When Your Discount Becomes Your Price
My daughter sat down at the dining room table where I was working and announced, “I can’t decide whether I should buy the AirPods at $89 or wait for them to drop lower.”
With a house full of teenagers and young adults, I’m used to having to dole out advice on “adulting”, but what struck me most about this question was not my daughter’s buying decision but that something serious had gone wrong in the pricing department of one of the world’s biggest and most successful companies.
Discounting can be a powerful tool for either taking a number of hesitant, potential customers and converting them into sales today or for reaching customers who are not quite willing to pay your normal prices but would be willing to pay a somewhat lower price.
However, discounts can also destroy the value of your product in your customers’ eyes and create a situation where customers are unwilling to buy your product at full price or even delay making a purchase at one discounted price because they believe there will be a lower discounted price soon.
The first of those problems happens when regular and prominent discounting results in what we call “shadow pricing”.
A prominent example of shadow pricing is when a brand conducts regular sales which result in customers re-setting their expectations of the “right” price to pay for a product.
For example, for many years I was a loyal buyer of Brooks Brothers non-iron dress shirts. Their theoretical list price was about $99 per shirt. However, four or five times a year they would hold sales when you could buy them at 4-for-$200 ($50 each.) The fact that I knew I could regularly buy them for $50 each made me very reluctant to ever pay the higher price. I would wait for the sale. And many other customers must have been the same, because their sales became more frequent and deeper — right up until Brooks Brothers went through bankruptcy in the summer of 2020. Since then, they’ve been trying to build their pricing back up, but once you’ve trained your customers to buy only on sale (and you’ve decreased your quality in order to fit the product to the prices your customers are willing to pay) you’ve begun a long term slide out of which it’s very hard to escape.
If the danger with shadow pricing is that customers no longer consider your list price to be a real one, the other danger with discounting is instead of your discount strategy causing customers to hurry up and buy, it instead encourages your customers to wait for a better deal.
This is one aspect of the “shadow pricing” trap. Brooks Brothers, with their heavily publicized and regular discounting of around 50% off regular price, created a situation in which customers would delay their purchases till the next sale.
But when sale prices are progressively getting lower over time, or when you announce a major discount ahead of time, you may cause your customers to delay purchases in order to wait for a better price.
This is what my daughter was doing. And she was right. Because a few days later, Amazon dropped the price on the AirPods to $79. Now she’s wondering if it will get any lower by Black Friday or Cyber Monday.
Nor is the discount discretion which Apple is allowing its resellers like Amazon at the moment the only problem. I myself have been waiting to replace my old set of AirPod Pros. Those are currently marked down from $249 to $219 on Amazon, but on the Apple website, there are banners telling users that starting on November 28th, you can get a $50 apple gift card if you buy the AirPod Pros there.
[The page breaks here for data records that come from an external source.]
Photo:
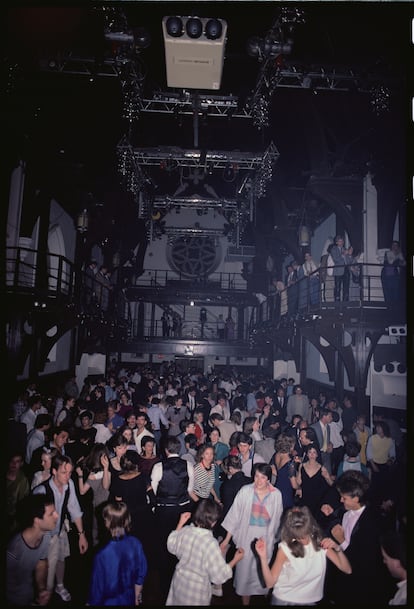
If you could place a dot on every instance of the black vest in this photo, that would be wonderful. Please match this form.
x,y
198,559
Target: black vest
x,y
51,497
172,488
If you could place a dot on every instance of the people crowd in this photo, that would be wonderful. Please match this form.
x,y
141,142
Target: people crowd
x,y
191,480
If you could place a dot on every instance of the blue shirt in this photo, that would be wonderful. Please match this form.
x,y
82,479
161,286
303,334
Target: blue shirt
x,y
116,569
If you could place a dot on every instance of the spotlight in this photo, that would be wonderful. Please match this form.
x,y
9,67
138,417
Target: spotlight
x,y
214,29
174,27
194,27
194,51
142,38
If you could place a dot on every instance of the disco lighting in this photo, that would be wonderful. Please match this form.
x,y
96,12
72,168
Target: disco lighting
x,y
194,51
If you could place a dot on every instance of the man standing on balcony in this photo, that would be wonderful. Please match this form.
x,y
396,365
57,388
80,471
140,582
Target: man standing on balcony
x,y
342,258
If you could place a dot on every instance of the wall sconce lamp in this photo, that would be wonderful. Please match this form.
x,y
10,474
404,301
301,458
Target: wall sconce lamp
x,y
304,236
82,221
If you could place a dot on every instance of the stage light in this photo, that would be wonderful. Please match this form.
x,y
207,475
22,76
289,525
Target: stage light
x,y
174,27
214,29
194,51
304,236
194,27
82,221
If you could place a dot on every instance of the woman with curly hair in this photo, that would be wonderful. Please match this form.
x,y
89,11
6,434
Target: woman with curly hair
x,y
297,575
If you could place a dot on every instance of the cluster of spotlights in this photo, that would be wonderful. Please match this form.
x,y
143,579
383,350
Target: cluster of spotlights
x,y
194,28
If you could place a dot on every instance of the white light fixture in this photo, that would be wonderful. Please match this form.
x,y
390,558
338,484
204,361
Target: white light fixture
x,y
82,221
304,236
194,51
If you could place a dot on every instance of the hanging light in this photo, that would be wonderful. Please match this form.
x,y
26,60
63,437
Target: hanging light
x,y
82,221
304,236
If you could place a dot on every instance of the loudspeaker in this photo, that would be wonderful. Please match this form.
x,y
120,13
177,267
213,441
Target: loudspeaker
x,y
194,51
397,330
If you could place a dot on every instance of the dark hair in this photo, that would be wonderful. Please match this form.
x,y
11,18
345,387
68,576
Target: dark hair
x,y
191,440
41,420
216,416
146,439
385,428
297,523
248,424
117,518
59,460
93,459
86,413
354,484
352,448
284,443
207,512
234,438
185,423
310,434
173,445
315,446
262,468
117,440
231,461
245,438
130,461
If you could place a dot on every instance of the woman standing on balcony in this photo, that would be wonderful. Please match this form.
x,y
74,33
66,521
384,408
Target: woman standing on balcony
x,y
393,275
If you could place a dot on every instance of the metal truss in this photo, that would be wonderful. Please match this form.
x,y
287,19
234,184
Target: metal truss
x,y
289,76
196,202
210,160
188,104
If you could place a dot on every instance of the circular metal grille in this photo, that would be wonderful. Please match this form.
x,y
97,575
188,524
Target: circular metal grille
x,y
194,257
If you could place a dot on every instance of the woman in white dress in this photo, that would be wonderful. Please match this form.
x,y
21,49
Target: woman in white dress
x,y
297,574
256,512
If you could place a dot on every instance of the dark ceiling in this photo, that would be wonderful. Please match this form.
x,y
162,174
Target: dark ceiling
x,y
67,127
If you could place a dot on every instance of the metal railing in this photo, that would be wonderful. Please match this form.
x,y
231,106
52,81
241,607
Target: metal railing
x,y
51,276
189,330
166,278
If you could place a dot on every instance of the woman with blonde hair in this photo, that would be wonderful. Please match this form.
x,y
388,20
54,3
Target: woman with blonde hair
x,y
123,554
297,575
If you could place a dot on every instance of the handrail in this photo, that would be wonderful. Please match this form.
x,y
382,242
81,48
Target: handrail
x,y
59,277
159,278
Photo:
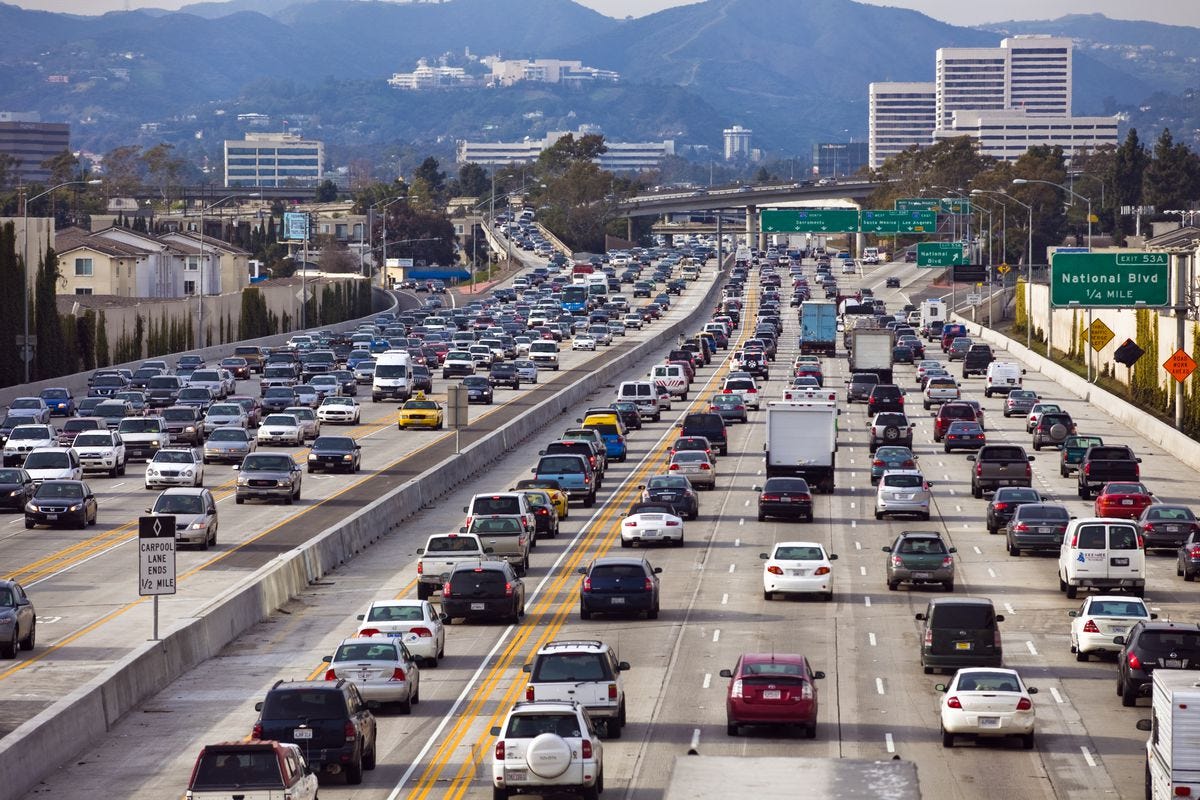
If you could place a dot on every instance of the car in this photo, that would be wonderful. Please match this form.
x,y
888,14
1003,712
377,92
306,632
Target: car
x,y
268,476
889,457
1123,499
281,428
772,689
196,515
1149,645
652,522
987,702
919,557
785,497
417,623
57,503
330,720
903,491
340,410
619,584
335,455
891,428
546,746
381,667
1102,618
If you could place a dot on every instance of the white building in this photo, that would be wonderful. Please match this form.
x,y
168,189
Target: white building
x,y
737,143
274,160
1008,133
901,115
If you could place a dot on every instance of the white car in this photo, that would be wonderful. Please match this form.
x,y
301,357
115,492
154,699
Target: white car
x,y
415,623
381,667
652,524
280,428
174,467
797,569
987,702
1102,618
340,410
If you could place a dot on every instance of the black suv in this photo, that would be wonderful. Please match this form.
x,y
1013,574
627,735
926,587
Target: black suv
x,y
329,720
1153,645
489,590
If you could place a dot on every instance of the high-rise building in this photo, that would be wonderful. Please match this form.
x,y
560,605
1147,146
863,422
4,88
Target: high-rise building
x,y
33,143
274,160
737,143
901,115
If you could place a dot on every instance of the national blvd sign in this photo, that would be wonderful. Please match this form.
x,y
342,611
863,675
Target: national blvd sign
x,y
1109,280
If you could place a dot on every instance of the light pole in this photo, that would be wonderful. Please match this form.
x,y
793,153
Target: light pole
x,y
202,341
25,350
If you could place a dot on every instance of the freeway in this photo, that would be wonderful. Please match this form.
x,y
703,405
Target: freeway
x,y
875,703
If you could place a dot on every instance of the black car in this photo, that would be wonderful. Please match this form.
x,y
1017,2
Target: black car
x,y
479,389
335,455
328,719
1003,504
1152,645
504,373
489,590
16,488
785,497
619,584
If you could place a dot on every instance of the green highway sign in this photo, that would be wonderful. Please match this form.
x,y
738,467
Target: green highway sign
x,y
809,221
1109,280
941,253
899,222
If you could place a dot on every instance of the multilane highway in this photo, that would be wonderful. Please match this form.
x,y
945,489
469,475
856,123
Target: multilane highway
x,y
875,703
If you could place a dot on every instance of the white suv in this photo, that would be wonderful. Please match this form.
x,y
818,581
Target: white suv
x,y
586,671
547,746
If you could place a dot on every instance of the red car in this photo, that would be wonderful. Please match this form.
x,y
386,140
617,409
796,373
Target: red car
x,y
772,689
1125,500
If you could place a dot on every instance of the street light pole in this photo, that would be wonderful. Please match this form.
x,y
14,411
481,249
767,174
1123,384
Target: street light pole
x,y
27,353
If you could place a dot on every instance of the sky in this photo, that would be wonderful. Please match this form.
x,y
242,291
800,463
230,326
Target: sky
x,y
959,12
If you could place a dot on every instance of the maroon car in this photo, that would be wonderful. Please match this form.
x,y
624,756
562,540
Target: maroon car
x,y
772,689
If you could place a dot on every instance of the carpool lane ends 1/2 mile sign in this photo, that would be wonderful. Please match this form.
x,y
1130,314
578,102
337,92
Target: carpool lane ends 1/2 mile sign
x,y
1110,280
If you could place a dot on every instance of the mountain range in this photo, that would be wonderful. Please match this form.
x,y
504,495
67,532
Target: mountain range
x,y
796,72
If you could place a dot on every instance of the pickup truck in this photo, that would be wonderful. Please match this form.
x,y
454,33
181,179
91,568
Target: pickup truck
x,y
439,555
1073,449
1104,463
996,465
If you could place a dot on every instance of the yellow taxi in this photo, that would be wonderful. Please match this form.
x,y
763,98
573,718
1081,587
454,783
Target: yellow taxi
x,y
420,413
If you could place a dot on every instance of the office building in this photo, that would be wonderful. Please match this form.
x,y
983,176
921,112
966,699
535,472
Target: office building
x,y
31,143
274,160
737,143
901,115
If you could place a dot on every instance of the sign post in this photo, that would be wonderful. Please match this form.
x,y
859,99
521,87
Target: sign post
x,y
156,560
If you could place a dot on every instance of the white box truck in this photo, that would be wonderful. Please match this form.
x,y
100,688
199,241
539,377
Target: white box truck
x,y
1173,751
802,440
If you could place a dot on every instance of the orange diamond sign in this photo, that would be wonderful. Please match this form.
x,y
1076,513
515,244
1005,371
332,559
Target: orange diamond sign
x,y
1180,365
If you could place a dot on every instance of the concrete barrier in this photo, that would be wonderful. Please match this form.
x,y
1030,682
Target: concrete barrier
x,y
1176,443
58,734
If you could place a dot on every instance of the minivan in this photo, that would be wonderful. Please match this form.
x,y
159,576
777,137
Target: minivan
x,y
960,632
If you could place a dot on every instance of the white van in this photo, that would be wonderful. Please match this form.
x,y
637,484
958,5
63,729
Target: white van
x,y
393,377
643,395
1003,377
1102,553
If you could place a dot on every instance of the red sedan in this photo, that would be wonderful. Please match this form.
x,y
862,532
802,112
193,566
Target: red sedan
x,y
772,689
1125,500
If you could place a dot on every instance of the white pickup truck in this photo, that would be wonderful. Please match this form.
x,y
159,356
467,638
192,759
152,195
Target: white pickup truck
x,y
439,555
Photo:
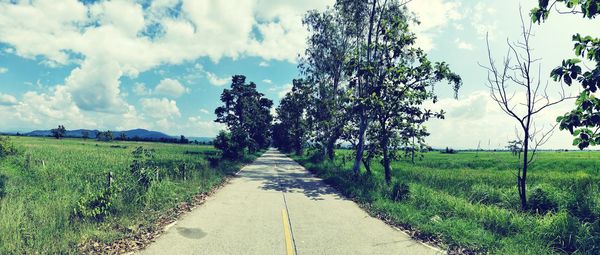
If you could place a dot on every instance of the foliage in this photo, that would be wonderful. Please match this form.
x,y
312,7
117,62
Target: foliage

In other words, their published discount strategy is telling you that you should not buy right now.
This is not what a discount strategy is supposed to do.
How should you avoid this trap?
Discounts should be used sparingly, they should not be too deep, and you should very clearly communicate when you are offering a “lowest price of the year” kind of sale.
Sparingly: For the kind of purchase which people might plan ahead of time, I would recommend that you not have a deep discount more than twice a year. You might have a smaller sale one or two times, but if you put a product on sale 4+ times a year, you are going to convince people that the full price is not the real price. Also, those sales should feel like they are short. Don’t advertise them for weeks ahead of time lest you cause people to delay their purchase. If most of the communication your customers hear from you is about sales, they will expect to buy your products on sale. Plan to have 75% or more of your communication be about your company, new products, value, etc. and at most 25% of your communication about sales.
Not too deep: The deeper the discount, the less relevant your everyday price seems. A 50% discount is so deep it makes customers think they are being ripped off paying the full price. There’s not a firm rule, but if you want to continue to sell most of your products at full price, I would recommend that you not discount deeper than 20% to 25%.
Clear communication: Don’t make your customers guess when the deepest sale is coming or how long it will last. Tell your customers when it’s the deepest discount of the year and how long they will have to act. This will achieve the goal of a promotion: converting the largest possible number of price-driven potential customers into actual buyers within a short time. The last thing you want to do when you’re already taking the brand risk of running a deep discount is to have some of your potential customers sit it out because they think a better deal may be coming soon.
Historically, Apple has had some of the greatest price discipline of the major brands. I’m not sure why they’re letting these things happen this year, but it doesn’t seem like an encouraging set of choices. However, I will probably replace that old pair of AirPod Pros come November 28th.




What do you think about companies like Land's End? Not only are you a fool to ever pay full price, they usually have competing discount codes so you can rebuild your cart until you have the best discount.